Why the ‘rage room’ is a therapeutic blessing
By Elliot Chan, Opinions Editor
We live in a society where we have to walk in line, talk politely, and eat with our mouths closed. We put so much pressure on ourselves to stay civilized that often we forget that we are animals. The way we bottle up our rage, stress, and frustration is one of the reasons why we have such an internalized, yet explosive, brand of suffering. When we erupt we do it in the most self-destructive ways: we burn bridges, sabotage ourselves, and mostly likely hurt our loved ones. Talking only does so much, writing in our journals only does so much, and even drugs and alcohol can only mute the pain temporarily. What we need is a safe environment to let it all out.

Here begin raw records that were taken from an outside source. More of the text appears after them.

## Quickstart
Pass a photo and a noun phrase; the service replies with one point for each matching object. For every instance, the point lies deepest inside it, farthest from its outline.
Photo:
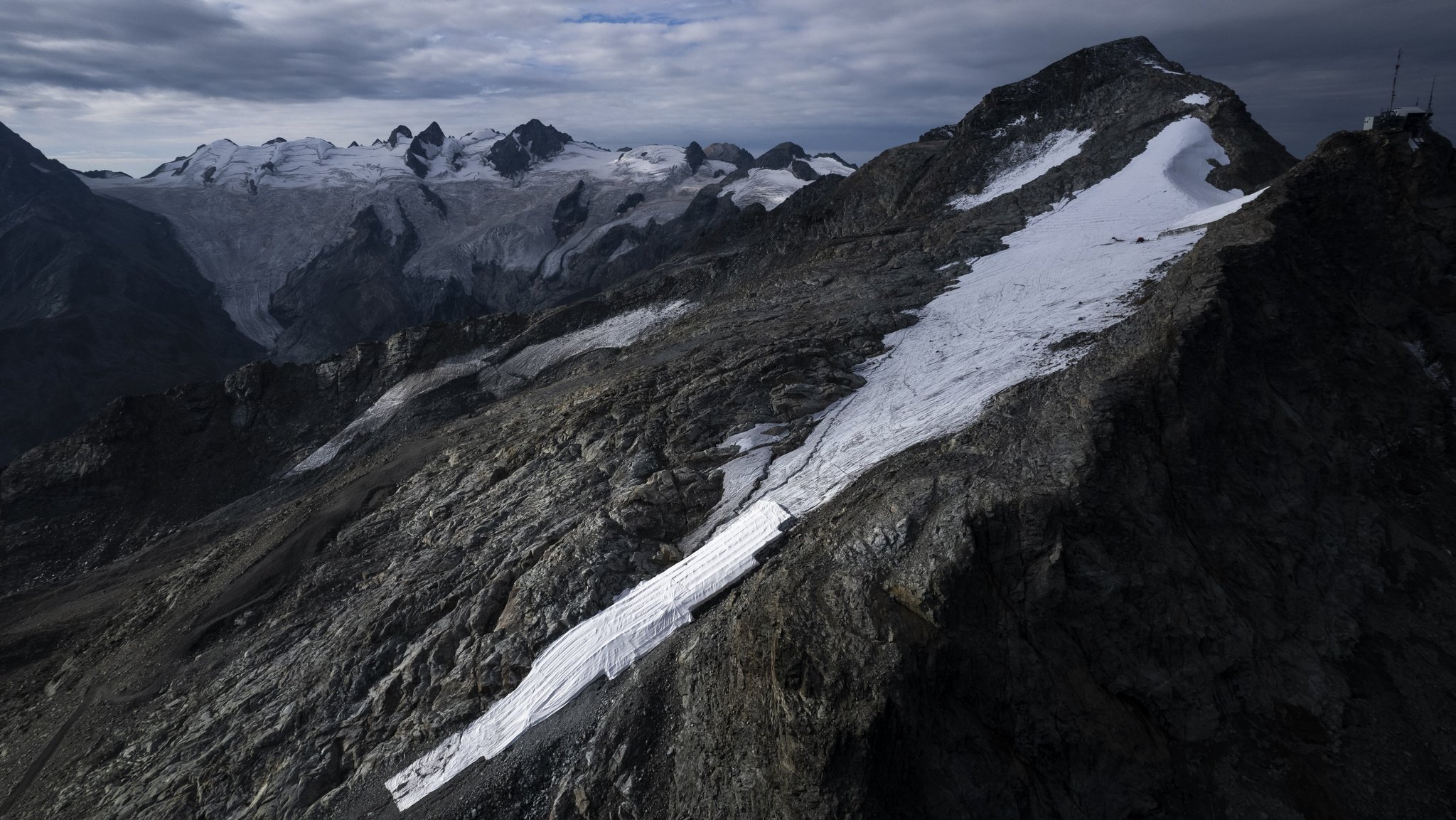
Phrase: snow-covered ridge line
(615, 332)
(312, 164)
(1068, 271)
(1027, 162)
(603, 644)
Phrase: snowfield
(1066, 271)
(252, 215)
(603, 644)
(772, 187)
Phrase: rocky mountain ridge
(1181, 555)
(476, 211)
(97, 300)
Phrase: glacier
(1068, 271)
(250, 216)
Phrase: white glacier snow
(1215, 213)
(603, 644)
(772, 187)
(618, 331)
(1066, 271)
(268, 210)
(1025, 162)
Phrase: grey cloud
(159, 76)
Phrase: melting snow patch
(1062, 275)
(603, 644)
(772, 187)
(618, 331)
(1215, 213)
(1028, 164)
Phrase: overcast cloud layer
(130, 83)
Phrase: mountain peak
(525, 146)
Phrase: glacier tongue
(251, 216)
(603, 644)
(1065, 272)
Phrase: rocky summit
(1088, 458)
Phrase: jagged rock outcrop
(97, 300)
(424, 147)
(1199, 570)
(695, 156)
(729, 152)
(571, 211)
(400, 133)
(526, 146)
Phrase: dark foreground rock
(97, 300)
(1200, 573)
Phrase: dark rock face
(526, 146)
(836, 158)
(939, 133)
(357, 290)
(1201, 571)
(695, 156)
(785, 156)
(631, 201)
(781, 156)
(729, 152)
(97, 300)
(424, 147)
(569, 211)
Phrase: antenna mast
(1396, 78)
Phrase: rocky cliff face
(97, 300)
(1194, 567)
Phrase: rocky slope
(1184, 557)
(97, 300)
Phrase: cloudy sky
(130, 83)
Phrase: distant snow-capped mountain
(315, 247)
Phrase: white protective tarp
(603, 644)
(1068, 271)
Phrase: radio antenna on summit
(1396, 78)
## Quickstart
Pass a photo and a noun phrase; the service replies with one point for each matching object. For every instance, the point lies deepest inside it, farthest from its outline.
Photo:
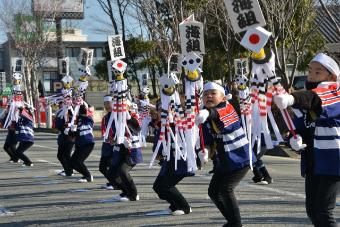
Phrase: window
(72, 51)
(48, 79)
(97, 52)
(1, 61)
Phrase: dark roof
(327, 27)
(84, 43)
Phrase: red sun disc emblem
(254, 39)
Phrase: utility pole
(59, 34)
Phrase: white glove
(204, 157)
(202, 116)
(296, 143)
(127, 143)
(66, 131)
(128, 116)
(283, 101)
(73, 128)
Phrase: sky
(95, 18)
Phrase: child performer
(125, 157)
(107, 146)
(228, 146)
(320, 156)
(25, 134)
(84, 143)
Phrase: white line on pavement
(5, 212)
(45, 161)
(264, 188)
(51, 148)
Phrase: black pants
(165, 187)
(64, 156)
(79, 155)
(19, 152)
(221, 192)
(119, 176)
(321, 192)
(104, 164)
(10, 145)
(10, 150)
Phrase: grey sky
(95, 19)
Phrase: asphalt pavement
(37, 196)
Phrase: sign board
(241, 66)
(116, 47)
(2, 81)
(27, 27)
(17, 65)
(192, 36)
(85, 57)
(143, 80)
(175, 63)
(109, 71)
(57, 86)
(64, 65)
(255, 39)
(65, 9)
(244, 14)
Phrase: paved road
(31, 196)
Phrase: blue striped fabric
(24, 129)
(327, 136)
(85, 131)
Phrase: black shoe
(27, 164)
(257, 179)
(265, 174)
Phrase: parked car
(299, 82)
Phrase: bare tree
(331, 9)
(293, 27)
(30, 36)
(108, 7)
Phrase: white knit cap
(213, 86)
(328, 62)
(107, 98)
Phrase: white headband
(328, 62)
(107, 98)
(213, 86)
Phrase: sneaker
(262, 182)
(85, 179)
(178, 212)
(124, 199)
(82, 180)
(90, 179)
(62, 173)
(107, 186)
(27, 164)
(257, 179)
(269, 180)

The rage room is the latest trendy stress-relief activity and I think it’s about time. Toronto has its very own, and I think Vancouver should venture into that market as well. Basically, the rage room is a confined space where you, the paid participant, can release your anger on inanimate objects. The same way dogs love to chew and cats love to scratch, humans have an innate desire to see things break and go boom.
Why not go to yoga, relax in a hot tub, or get a nice massage? If you like trendy, why not go lie down in a float spa? Why not go exercise for an hour or two to get the sweat out? While those activities will relieve stress, it offers a solution from one side of the spectrum. Relaxation has a certain flavour and destruction has a different one. It’s like wanting a White Castle burger and settling for a hotdog from Hot Dog Heaven.
Let’s say your favourite hockey team lost and you feel pissed. You don’t want to go do yoga. You want to smash this lamp here. Let’s say you found out that your ex-girlfriend is dating a richer, nicer, better-looking guy, you don’t want to read a nice book in the bathtub, you want to smash this lamp here. Of course we—controlled, well-mannered humans—never actually follow through with our destructive thoughts, but the fact that many of us have them makes me believe that we need a place to release it.
While a rage room is a fairly new concept, and may only be advertised as a fun thing to do on a Tuesday afternoon, I believe that there should be a rage space for every coffee shop. Just a place where we can walk into, bring something we want to destroy, and leave with the satisfaction that we can still make an impact in this world. We can still alter the outcome of a physical entity, without hurting another human being, of course.
Not everything in life will go your way. Sometimes the Canucks will lose. Sometimes your boss will not acknowledge your efforts. Sometimes your partner will belittle you at a party. Sometimes your life will seem like it’s spinning out of your control. That’s because we are forced to place meaningless objects on pedestals. We worship objects. We shouldn’t. Smash it. Smash it before you find yourself downtown smashing the window of The Bay or flipping over a cop car.